Невеликое дело — не судить того или сострадать тому, кто находится в скорби и покоряется тебе, но велико — не судить того, кто тебе противоречит, не мстить ему по страсти, не соглашаться с осуждающим его и радоваться вместе с предпочтённым тебе.
Причина всякого смущения есть то, что мы не укоряем самих себя. Оттого проистекает всякое расстройство, оттого мы никогда не находим покоя. Какую радость, какое спокойствие имеет тот, кто укоряет самого себя! Куда бы ни пошел укоряющий себя, какой бы ни приключился ему вред, или бесчестие, или иная какая-либо скорбь, он уже предварительно считает себя достойным всякой скорби и никогда не смущается.

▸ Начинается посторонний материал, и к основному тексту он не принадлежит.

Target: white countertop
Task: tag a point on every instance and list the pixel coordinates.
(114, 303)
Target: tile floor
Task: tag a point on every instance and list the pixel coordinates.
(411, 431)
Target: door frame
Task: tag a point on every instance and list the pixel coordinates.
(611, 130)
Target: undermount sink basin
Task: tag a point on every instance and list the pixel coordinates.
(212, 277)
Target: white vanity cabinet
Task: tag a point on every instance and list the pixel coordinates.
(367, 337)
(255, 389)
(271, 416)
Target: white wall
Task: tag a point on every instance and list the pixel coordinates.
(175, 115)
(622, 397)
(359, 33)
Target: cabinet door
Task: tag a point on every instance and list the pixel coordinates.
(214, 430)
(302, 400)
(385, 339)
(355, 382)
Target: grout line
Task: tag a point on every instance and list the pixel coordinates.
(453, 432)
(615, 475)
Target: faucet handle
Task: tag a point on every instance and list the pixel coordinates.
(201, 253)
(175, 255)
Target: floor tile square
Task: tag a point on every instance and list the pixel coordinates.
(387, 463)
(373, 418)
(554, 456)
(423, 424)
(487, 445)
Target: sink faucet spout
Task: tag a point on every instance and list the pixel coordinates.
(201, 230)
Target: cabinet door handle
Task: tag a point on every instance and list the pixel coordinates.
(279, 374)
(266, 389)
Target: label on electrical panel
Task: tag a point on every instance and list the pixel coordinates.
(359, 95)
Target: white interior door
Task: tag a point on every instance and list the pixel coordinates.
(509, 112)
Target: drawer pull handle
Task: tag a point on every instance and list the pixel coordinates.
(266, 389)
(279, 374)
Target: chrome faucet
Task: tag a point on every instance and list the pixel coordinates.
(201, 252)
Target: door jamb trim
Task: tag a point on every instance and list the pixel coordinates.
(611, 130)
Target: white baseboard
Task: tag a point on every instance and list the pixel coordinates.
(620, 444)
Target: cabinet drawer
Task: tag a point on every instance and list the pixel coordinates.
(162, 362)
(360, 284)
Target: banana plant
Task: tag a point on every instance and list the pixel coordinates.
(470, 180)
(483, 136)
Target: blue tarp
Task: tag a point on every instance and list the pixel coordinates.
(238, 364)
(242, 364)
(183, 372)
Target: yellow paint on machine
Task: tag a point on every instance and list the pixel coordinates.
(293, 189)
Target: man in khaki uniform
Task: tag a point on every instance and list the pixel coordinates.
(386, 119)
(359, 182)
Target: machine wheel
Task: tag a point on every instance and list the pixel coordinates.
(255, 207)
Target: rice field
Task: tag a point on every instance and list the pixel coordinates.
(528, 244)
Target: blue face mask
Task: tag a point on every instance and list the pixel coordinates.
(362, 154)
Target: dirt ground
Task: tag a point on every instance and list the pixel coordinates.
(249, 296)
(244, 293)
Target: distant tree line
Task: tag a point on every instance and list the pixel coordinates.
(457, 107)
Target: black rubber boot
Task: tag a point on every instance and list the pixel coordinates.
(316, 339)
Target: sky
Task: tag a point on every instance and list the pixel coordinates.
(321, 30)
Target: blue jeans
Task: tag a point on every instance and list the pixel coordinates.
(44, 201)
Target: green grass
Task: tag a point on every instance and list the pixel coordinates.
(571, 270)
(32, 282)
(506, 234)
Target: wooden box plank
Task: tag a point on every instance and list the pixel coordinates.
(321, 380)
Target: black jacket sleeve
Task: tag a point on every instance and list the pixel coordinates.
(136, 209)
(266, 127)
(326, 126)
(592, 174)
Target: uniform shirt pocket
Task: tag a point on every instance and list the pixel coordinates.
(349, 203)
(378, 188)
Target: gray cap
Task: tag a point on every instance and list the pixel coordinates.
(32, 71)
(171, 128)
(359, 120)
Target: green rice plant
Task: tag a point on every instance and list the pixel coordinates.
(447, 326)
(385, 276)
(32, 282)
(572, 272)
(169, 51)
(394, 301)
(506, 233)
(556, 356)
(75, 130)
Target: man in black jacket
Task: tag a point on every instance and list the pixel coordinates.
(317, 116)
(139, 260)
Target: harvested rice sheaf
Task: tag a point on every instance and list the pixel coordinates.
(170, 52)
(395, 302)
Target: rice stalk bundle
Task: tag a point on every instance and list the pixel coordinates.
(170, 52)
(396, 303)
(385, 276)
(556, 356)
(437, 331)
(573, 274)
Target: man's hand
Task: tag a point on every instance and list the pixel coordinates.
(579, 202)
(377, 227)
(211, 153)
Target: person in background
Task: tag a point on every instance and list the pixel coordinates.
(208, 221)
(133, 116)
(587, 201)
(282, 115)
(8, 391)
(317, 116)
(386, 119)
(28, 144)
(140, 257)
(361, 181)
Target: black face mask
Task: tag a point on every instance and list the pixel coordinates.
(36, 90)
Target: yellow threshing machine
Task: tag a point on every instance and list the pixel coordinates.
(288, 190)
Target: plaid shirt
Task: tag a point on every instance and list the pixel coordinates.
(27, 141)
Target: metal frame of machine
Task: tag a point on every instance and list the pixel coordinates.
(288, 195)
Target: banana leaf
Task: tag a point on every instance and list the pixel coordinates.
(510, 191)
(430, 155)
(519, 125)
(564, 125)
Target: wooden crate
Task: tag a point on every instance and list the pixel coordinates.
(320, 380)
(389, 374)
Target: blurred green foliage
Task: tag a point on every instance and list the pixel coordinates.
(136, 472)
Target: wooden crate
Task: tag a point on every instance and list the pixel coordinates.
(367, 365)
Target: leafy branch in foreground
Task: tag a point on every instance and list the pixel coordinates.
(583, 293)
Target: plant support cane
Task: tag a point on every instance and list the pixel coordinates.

По мере того как душа творит грех, она изнемогает от него, ибо грех расслабляет и приводит в изнеможение того, кто предаётся ему, и потому всё, что происходит с таким человеком, отягощает его. Если же человек преуспевает в добре, то по мере преуспеяния ему делается более лёгким то, что некогда было тяжело. Потому-то если мы во всём, что с нами случается, считаем виновными самих себя, а не других, то это приносит нам много добра и доставляет великое спокойствие и преуспеяние, и тем более должны мы это делать, ибо ничего не бывает с нами без Промысла Божия.
Мы не только в пище должны соблюдать меру, но удерживаться и от всякого другого греха, чтобы, как постимся чревом, поститься нам и языком, удерживаясь от клеветы, от лжи, от празднословия, от уничижения, от гнева и, одним словом, от всякого греха, совершаемого языком. Также нужно поститься и глазами, то есть не смотреть на суетные или срамные вещи, не давать глазам свободы, ни на кого не смотреть бесстыдно и недобро. Также и руки, и ноги следует удерживать от всякого злого дела. Постясь таким образом, удаляясь от всякого греха, совершаемого всеми нашими чувствами, мы достигнем святого дня Воскресения.
Есть два вида чревоугодия. Первый — когда человек ищет приятности пищи и не всегда хочет есть много, но желает вкусного, и когда вкушает яства, которые ему нравятся, до того побеждается их приятным вкусом, что удерживает снедь во рту, долго жуёт её и, по причине приятного вкуса, не решается проглотить её. Это называется гортанобесие. Иной же хочет побольше кушаний, и он не ищет хороших и не заботится о вкусе их, но хочет только много есть и не разбирает, каковы они; он заботится только о том, чтобы наполнить чрево своё — это называется чревобесие.